El autarca es ubicuo (transversal escriben ahora): está en todas las formaciones políticas, en la derecha —no quiere refugiados— y en la izquierda —no quiere turistas—, aunque de nuevo se confunde. En este país afirmamos querer a los refugiados solo porque casi no hay ninguno. Según Eurostat, entre enero y julio de este año, Alemania acogió a 444.835 refugiados, Francia a 40.120, Suecia a 17.625 y España a 7.955. Así, los alemanes han recibido a un refugiado por cada algo más de 180 habitantes y nosotros a uno por cada 5.800. Esto tiene una causa: como los perseguidos son pobres pero nada tontos, prefieren ir a países ricos con instituciones fuertes y una tasa de paro reducida. Y tiene una consecuencia: si entraran muchos de golpe, pronto se generaría una reacción de rechazo en los antiguos votantes de derechas y de izquierdas y la autarquía ganaría posiciones. Se impondrían los partidarios de las sociedades cerradas, perderíamos los partidarios de las abiertas, pues sabemos lo mal que lo tenemos en ausencia de crecimiento económico sostenido.

La reacción de rechazo al turismo es simétrica: la banalidad del viajero de tres días es intrínsecamente vulgar, la dislocación social que provoca en los barrios pintorescos es real, hasta el ruido de las ruedas de las maletas sobre las aceras es molesto para casi todos.
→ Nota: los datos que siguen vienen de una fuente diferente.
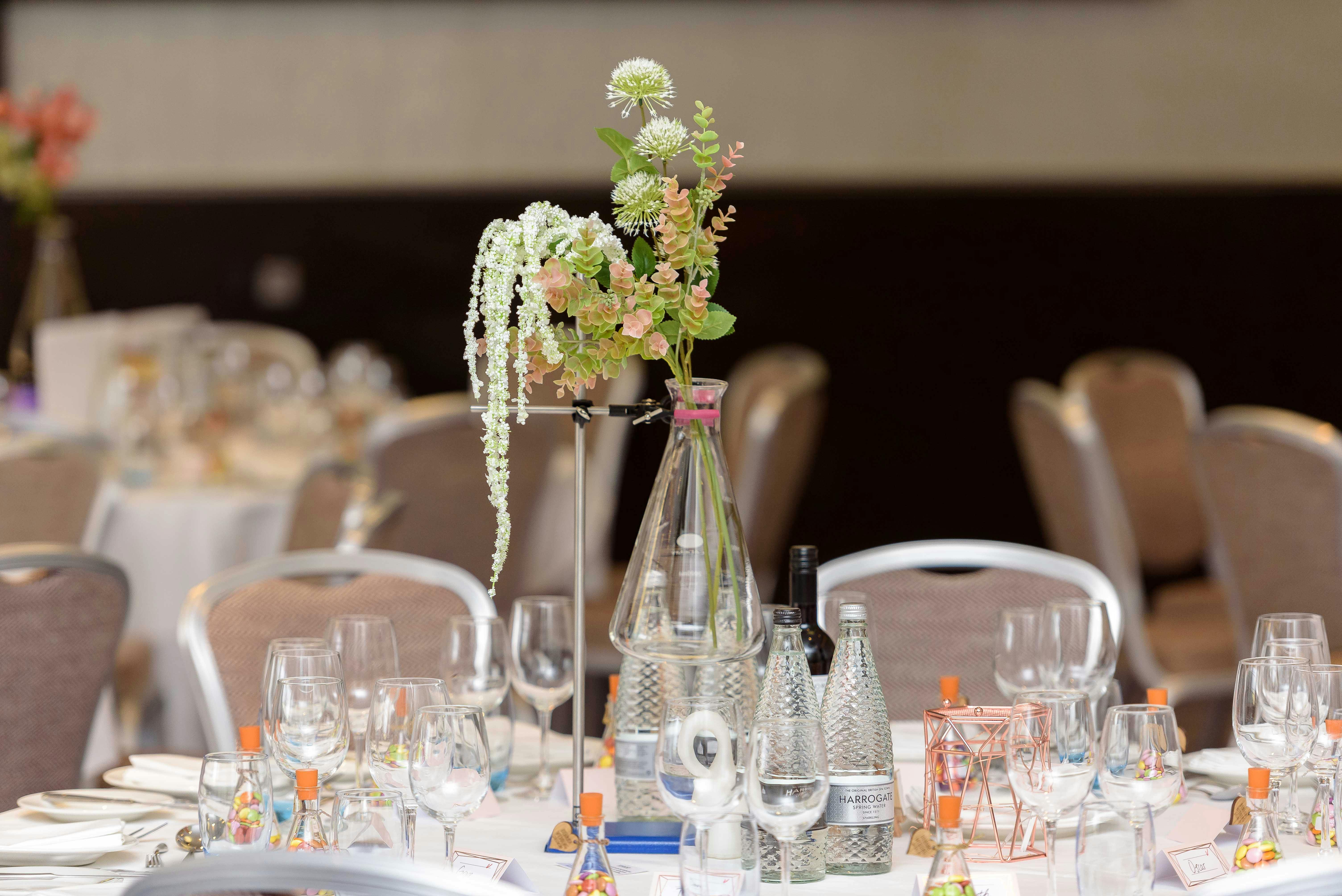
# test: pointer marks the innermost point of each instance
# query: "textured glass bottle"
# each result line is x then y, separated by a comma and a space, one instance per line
645, 687
788, 694
689, 595
862, 777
Pero la preferencia de la izquierda autárquica por prohibir en lugar de gravar (subiendo los impuestos, por ejemplo) es inquietante: mi ayuntamiento envía cartas a los vecinos de Barcelona instándoles a denunciar —(“us volem demanar la vostra complicitat … us sol.licitem que ens faciliteu informació si creieu que a la vostra finca hi ha un habitatge d'ús turístic il.legal”, carta del Àrea d'Ecologia Urbana, de 1 de septiembre de 2016)— vuelven los fantasmas de odios pasados, realimentan una sociedad de delatores, confundiendo al ciudadano con el inspector, al vecino con el policía y abriendo el paso a que los resentimientos privados se impongan sobre los intereses públicos (o a que el silencio se compre).
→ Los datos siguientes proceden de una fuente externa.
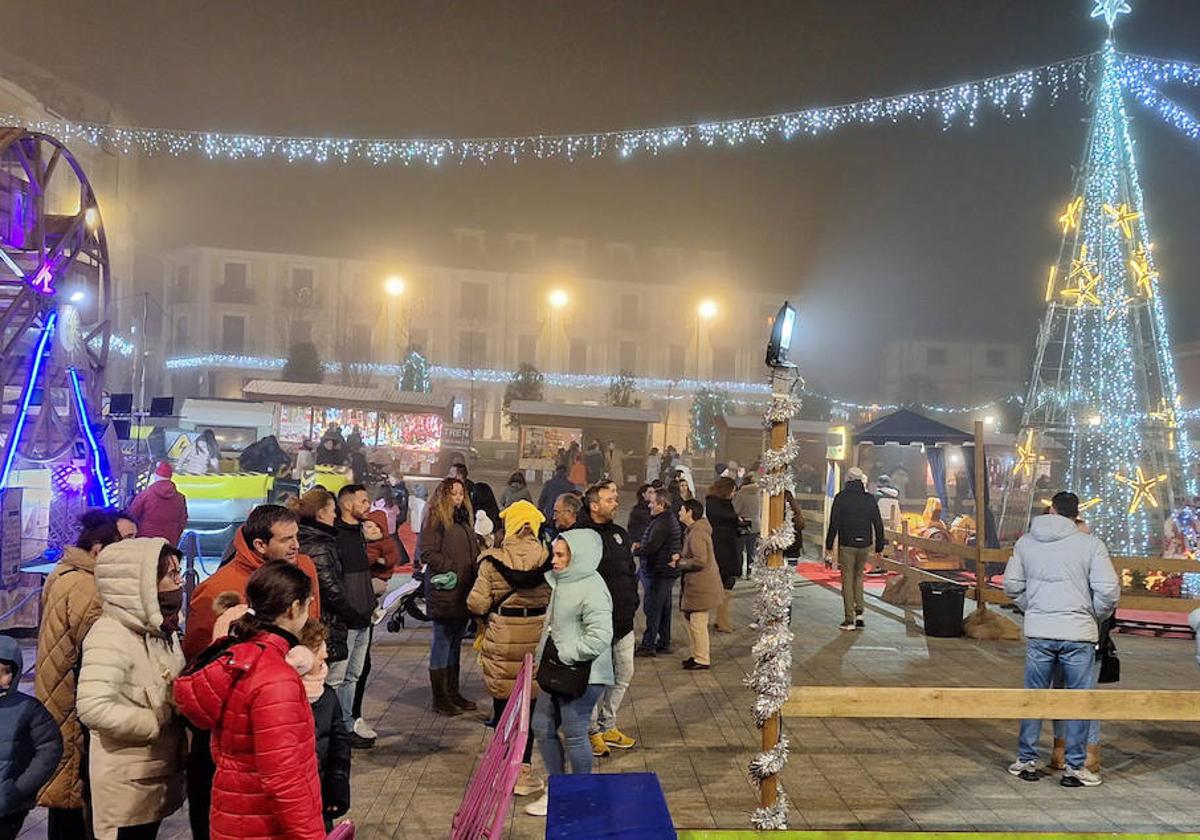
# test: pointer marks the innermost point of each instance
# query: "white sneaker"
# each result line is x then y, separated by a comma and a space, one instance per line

Y el autarca es centrípeto, es quietista, casi implosivo. Vive encerrado en un mundo estático, ajeno a todo cambio disruptivo: en las innovaciones ve un peligro cuando no un ataque a su ser. Prohíbe, pero no promueve, se opone pero no propone (John Carlin scripsit), paraliza porque, presa de su pavor, prefiere pararlo todo hasta haber aprendido a proporcionar aquello que pronto (¿pero cuándo?) podrá presentarnos. Su último objetivo es reinventar las fronteras comerciales. Los autarcas de izquierdas y de derechas se oponen a las ventajas de la especialización y del intercambio apalancándose en las pérdidas innegables que generan. En ninguna otra cuestión es más conspicua la ubicuidad del autarca, cuyo mensaje es eficaz de puro cierto: “De fuera vendrán y de tu casa te echarán”. Su éxito genera una cascada, pues, a más foráneos, más fácil es convencer a los menguantes vecinos que no hemos sido todavía desplazados de que los forasteros nos expulsan de la ciudad. Pero ahora ya no se trata de turistas, sino de profesionales de mil oficios que, atraídos por una de las cien mejores ciudades del mundo, ansían instalarse en ella. Uno de los retos de los gestores de las ciudades abiertas es afrontar el reto de la especialización protegiendo a los de casa sin alzar de nuevo las murallas de Barcelona.

Pablo Salvador Coderch es catedrático de Derecho Civil de la UPF.